Et l'homme aux deux trous, que vous avez entendu jusqu'ici, dit à l'homme aux deux nez: «Qu'avez-vous? vous vous éloignez.
– Je crains qu'en gesticulant, vous ne me cassiez un de mes nez. Continuez.
– Je ne sais plus où j'en étais.
– Vous en étiez à l'instrument dont le menuisier faisait bruire l'air…
– Il m'applique sur les épaules un coup du revers de son bras droit, mais un coup si furieux, que j'en suis renversé sur le ventre; et voilà ma chemise troussée, un autre derrière à l'air; et le redoutable Anofore qui me menace de la pointe de son outil; et me dit: «Demande grâce, maroufle; demande grâce, ou je t'en fais deux…» Aussitôt je sentis le froid de la mèche du vilebrequin. L'horreur me saisit; je m'éveille; et depuis, je me crois deux trous au cul.»

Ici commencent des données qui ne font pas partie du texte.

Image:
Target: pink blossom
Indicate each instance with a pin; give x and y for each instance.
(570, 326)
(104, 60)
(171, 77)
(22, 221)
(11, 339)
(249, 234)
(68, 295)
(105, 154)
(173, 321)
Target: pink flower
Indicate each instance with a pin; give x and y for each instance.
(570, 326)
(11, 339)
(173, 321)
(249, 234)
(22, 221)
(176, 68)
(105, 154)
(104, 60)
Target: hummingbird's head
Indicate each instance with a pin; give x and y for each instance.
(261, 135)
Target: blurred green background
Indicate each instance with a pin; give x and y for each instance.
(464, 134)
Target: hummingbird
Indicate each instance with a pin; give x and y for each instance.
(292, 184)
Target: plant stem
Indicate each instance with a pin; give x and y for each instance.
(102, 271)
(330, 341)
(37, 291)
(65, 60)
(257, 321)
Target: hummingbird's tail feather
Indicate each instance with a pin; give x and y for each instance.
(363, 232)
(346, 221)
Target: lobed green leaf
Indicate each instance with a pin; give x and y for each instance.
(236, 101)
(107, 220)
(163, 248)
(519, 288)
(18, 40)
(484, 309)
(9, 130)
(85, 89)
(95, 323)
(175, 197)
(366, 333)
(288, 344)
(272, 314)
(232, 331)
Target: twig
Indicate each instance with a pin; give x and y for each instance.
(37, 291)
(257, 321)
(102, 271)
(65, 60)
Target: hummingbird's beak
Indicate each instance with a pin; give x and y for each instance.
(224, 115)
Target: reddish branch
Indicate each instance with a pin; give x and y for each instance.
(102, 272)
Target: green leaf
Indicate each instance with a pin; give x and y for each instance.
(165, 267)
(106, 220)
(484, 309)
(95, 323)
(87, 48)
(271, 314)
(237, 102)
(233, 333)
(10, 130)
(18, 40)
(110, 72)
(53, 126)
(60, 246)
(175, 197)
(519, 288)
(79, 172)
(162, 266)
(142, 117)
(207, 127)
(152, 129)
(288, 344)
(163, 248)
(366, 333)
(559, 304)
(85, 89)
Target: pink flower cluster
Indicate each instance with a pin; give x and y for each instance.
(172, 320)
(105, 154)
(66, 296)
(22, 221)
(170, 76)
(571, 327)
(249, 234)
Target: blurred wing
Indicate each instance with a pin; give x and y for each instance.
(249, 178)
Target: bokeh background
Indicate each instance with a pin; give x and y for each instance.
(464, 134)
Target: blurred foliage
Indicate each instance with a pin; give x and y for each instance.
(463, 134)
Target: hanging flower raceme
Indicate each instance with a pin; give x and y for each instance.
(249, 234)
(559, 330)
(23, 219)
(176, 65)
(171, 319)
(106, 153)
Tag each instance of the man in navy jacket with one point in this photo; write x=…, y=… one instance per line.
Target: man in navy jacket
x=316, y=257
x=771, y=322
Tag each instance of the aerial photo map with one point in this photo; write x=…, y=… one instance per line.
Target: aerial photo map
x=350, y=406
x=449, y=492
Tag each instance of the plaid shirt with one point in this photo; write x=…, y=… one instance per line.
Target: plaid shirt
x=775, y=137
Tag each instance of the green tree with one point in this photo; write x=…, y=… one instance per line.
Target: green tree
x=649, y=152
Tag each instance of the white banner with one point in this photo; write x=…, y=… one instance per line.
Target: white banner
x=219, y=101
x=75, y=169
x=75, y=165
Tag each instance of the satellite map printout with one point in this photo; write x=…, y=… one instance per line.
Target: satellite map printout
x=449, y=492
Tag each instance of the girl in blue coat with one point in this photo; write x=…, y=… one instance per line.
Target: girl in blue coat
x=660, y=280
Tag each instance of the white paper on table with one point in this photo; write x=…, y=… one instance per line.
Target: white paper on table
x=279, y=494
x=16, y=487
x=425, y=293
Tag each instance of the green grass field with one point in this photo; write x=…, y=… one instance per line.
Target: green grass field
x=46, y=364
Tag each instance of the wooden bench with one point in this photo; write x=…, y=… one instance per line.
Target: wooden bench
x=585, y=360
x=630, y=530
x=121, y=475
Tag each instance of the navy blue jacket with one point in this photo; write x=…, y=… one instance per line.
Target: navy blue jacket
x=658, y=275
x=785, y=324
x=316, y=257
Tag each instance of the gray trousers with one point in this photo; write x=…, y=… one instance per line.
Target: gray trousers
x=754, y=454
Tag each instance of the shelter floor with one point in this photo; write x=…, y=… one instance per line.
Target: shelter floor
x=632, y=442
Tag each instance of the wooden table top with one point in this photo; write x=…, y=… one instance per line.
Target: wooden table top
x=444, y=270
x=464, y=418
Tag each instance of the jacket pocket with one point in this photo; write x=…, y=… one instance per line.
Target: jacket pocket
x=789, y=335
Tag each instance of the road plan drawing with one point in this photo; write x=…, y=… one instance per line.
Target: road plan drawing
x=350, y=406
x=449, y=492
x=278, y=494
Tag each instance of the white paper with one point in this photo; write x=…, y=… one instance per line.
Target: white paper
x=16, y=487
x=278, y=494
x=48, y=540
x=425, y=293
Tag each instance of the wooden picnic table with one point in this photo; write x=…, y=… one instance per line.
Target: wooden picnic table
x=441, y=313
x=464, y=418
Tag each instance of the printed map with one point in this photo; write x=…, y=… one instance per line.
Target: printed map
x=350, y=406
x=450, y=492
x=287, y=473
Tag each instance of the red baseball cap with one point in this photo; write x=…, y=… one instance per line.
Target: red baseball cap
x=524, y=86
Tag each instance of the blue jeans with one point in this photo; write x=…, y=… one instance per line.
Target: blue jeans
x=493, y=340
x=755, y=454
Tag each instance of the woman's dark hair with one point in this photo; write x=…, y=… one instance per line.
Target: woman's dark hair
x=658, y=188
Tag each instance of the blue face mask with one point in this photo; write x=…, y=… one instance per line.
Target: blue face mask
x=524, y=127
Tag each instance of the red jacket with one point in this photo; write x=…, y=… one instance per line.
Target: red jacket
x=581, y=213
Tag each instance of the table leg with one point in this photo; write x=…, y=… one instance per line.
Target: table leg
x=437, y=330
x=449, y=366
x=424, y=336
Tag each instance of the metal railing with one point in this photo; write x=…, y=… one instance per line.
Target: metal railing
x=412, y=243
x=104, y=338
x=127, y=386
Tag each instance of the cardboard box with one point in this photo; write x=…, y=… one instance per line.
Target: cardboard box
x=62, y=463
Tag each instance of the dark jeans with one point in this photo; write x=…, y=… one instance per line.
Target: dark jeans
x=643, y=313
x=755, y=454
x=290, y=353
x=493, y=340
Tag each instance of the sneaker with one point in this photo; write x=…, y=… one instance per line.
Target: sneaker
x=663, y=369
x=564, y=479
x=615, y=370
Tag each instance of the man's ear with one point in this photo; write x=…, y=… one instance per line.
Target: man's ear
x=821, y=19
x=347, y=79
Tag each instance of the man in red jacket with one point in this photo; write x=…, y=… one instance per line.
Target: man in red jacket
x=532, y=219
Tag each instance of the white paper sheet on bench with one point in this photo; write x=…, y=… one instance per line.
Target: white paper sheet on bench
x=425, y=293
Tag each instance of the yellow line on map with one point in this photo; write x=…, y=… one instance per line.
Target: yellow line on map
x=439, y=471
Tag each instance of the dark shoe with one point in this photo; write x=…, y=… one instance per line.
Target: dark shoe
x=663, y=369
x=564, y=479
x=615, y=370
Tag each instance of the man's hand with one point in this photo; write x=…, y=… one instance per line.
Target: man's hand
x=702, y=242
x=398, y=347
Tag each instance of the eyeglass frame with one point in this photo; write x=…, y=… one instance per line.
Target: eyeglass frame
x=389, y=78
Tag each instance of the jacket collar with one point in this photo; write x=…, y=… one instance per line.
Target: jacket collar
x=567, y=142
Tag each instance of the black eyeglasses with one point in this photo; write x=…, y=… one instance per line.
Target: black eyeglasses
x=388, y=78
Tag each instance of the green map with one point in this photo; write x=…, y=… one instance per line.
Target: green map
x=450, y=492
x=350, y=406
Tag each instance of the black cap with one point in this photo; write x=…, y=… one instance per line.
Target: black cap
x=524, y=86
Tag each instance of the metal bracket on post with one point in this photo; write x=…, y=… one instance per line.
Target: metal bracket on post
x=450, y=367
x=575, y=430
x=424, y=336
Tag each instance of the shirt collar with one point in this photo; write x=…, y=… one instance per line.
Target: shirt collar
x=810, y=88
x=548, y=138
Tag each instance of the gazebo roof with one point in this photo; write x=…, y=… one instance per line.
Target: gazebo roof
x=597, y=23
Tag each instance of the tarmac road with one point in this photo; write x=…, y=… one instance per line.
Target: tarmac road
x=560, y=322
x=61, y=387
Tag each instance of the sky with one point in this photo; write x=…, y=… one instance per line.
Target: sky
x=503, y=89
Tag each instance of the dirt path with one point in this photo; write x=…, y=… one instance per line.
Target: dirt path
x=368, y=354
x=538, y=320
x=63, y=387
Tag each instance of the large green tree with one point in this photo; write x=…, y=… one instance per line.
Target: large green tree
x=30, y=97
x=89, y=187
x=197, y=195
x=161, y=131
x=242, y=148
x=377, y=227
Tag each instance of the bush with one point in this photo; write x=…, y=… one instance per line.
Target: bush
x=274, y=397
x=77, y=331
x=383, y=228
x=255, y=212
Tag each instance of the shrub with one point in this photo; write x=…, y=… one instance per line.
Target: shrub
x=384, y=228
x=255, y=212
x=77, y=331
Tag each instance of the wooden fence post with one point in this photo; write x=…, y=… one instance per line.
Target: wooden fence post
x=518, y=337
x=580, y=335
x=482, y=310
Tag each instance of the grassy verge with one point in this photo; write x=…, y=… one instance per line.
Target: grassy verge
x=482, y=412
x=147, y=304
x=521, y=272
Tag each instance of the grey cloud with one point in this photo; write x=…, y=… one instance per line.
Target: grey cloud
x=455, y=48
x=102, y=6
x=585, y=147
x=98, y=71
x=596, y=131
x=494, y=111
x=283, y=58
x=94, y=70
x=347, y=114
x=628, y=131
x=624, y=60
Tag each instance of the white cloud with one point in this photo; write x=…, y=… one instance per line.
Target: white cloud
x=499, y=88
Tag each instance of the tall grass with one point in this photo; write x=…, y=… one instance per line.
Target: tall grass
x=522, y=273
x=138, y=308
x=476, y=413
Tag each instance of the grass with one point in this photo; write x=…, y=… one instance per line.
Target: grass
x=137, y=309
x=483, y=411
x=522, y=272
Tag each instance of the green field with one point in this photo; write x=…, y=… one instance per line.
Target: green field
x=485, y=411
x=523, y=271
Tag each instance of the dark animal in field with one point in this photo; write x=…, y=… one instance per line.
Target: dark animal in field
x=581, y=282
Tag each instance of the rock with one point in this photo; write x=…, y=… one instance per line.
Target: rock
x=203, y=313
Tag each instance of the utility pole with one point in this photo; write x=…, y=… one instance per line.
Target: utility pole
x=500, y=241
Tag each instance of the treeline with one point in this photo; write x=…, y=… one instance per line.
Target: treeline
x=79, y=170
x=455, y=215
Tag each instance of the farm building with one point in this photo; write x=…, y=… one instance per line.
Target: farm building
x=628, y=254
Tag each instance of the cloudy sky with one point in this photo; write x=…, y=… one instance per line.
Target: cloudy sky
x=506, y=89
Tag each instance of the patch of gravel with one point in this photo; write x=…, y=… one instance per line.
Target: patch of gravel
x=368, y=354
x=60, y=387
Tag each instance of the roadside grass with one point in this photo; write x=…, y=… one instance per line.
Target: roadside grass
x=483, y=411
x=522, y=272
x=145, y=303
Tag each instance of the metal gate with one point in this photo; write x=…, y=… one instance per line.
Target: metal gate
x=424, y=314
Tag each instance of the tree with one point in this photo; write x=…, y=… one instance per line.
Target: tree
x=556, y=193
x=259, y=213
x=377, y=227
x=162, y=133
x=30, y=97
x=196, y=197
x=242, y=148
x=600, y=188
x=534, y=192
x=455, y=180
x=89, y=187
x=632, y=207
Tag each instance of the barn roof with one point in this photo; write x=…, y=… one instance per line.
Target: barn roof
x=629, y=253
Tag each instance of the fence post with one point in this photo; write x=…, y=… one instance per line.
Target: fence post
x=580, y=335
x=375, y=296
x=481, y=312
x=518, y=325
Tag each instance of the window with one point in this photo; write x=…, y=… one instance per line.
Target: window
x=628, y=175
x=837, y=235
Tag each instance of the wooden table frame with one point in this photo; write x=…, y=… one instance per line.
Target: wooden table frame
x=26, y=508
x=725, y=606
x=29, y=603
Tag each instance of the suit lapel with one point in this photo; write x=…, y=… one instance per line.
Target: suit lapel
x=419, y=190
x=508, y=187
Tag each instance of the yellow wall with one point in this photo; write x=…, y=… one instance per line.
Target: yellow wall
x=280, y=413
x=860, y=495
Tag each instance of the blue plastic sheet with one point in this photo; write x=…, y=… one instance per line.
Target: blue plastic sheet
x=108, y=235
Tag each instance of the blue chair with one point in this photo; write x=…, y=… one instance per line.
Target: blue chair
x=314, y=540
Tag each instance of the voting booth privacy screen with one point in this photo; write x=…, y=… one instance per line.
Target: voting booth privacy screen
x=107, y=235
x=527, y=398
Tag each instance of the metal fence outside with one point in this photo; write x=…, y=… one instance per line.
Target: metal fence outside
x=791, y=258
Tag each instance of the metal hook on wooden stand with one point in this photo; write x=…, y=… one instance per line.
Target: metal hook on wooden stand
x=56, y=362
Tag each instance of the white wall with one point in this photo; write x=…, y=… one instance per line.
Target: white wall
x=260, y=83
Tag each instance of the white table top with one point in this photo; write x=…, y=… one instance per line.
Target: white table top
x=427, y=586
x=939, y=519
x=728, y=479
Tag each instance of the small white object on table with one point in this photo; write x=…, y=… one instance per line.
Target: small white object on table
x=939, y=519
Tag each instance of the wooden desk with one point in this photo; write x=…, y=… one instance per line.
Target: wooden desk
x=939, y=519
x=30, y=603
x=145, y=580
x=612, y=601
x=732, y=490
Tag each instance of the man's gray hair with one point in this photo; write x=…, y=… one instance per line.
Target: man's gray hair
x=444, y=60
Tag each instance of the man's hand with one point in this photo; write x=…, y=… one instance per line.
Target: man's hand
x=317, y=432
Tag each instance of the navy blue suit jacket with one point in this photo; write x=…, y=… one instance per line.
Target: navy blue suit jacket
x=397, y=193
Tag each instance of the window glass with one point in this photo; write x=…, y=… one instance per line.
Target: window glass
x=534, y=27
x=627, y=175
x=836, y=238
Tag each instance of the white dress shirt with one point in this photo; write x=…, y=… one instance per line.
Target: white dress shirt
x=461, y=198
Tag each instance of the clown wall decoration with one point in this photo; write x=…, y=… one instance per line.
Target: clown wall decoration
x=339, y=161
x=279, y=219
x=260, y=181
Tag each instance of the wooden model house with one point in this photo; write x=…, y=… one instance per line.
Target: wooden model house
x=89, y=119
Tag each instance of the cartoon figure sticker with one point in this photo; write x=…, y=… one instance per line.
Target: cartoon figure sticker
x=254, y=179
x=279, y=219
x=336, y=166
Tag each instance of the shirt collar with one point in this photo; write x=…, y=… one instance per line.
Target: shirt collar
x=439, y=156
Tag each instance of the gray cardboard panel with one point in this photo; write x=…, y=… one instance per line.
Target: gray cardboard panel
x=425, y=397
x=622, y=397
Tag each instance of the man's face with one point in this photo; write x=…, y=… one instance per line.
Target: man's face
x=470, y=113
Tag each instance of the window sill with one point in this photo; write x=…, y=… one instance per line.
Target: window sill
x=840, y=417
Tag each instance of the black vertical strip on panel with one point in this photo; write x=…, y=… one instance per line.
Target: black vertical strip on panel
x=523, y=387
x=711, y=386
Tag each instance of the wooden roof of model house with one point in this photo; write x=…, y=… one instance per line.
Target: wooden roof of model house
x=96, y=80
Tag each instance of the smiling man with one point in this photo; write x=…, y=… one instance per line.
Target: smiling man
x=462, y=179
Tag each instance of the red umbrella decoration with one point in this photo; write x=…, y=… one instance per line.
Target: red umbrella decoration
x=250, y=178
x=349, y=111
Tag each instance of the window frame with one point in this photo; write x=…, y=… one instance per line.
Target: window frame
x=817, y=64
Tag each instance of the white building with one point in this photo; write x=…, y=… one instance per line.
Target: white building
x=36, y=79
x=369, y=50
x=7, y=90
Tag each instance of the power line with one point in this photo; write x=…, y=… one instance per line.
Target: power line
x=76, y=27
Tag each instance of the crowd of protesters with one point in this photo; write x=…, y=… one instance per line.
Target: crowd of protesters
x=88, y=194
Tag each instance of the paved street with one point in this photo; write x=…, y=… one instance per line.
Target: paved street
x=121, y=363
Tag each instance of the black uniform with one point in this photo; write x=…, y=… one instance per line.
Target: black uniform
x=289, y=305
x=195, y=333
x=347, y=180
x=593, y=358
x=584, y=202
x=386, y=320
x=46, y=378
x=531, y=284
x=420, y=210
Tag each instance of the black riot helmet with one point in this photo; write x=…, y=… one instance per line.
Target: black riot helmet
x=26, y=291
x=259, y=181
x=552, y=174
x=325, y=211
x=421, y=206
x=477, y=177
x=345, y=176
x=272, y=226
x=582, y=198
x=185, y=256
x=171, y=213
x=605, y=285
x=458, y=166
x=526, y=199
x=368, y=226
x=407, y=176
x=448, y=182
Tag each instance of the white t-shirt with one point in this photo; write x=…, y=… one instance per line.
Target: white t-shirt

Ces deux interlocuteurs, ajouta le sultan, se mirent alors à se moquer l'un de l'autre. «Ah, ah, ah, il a deux trous au cul!
– Ah, ah, ah, c'est l'étui de tes deux nez!»
Puis se tournant gravement vers l'assemblée, il dit: «Et vous, pontifes, et vous ministres des autels, vous riez aussi! et quoi de plus commun que de se croire deux nez au visage, et de se moquer de celui qui se croit deux trous au cul?»
Puis, après un moment de silence, reprenant un air serein, et s'adressant aux chefs de la secte, il leur demanda ce qu'ils pensaient de sa vision.
«Par Brama, répondirent-ils, c'est une des plus profondes que le ciel ait départies à aucun prophète.
– Y comprenez-vous quelque chose?
– Non, seigneur.
– Que pensez-vous de ces deux interlocuteurs?
– Que ce sont deux fous.
– Et s'il leur venait en fantaisie de se faire chefs de parti, et que la secte des deux trous au cul se mît à persécuter la secte aux deux nez?..»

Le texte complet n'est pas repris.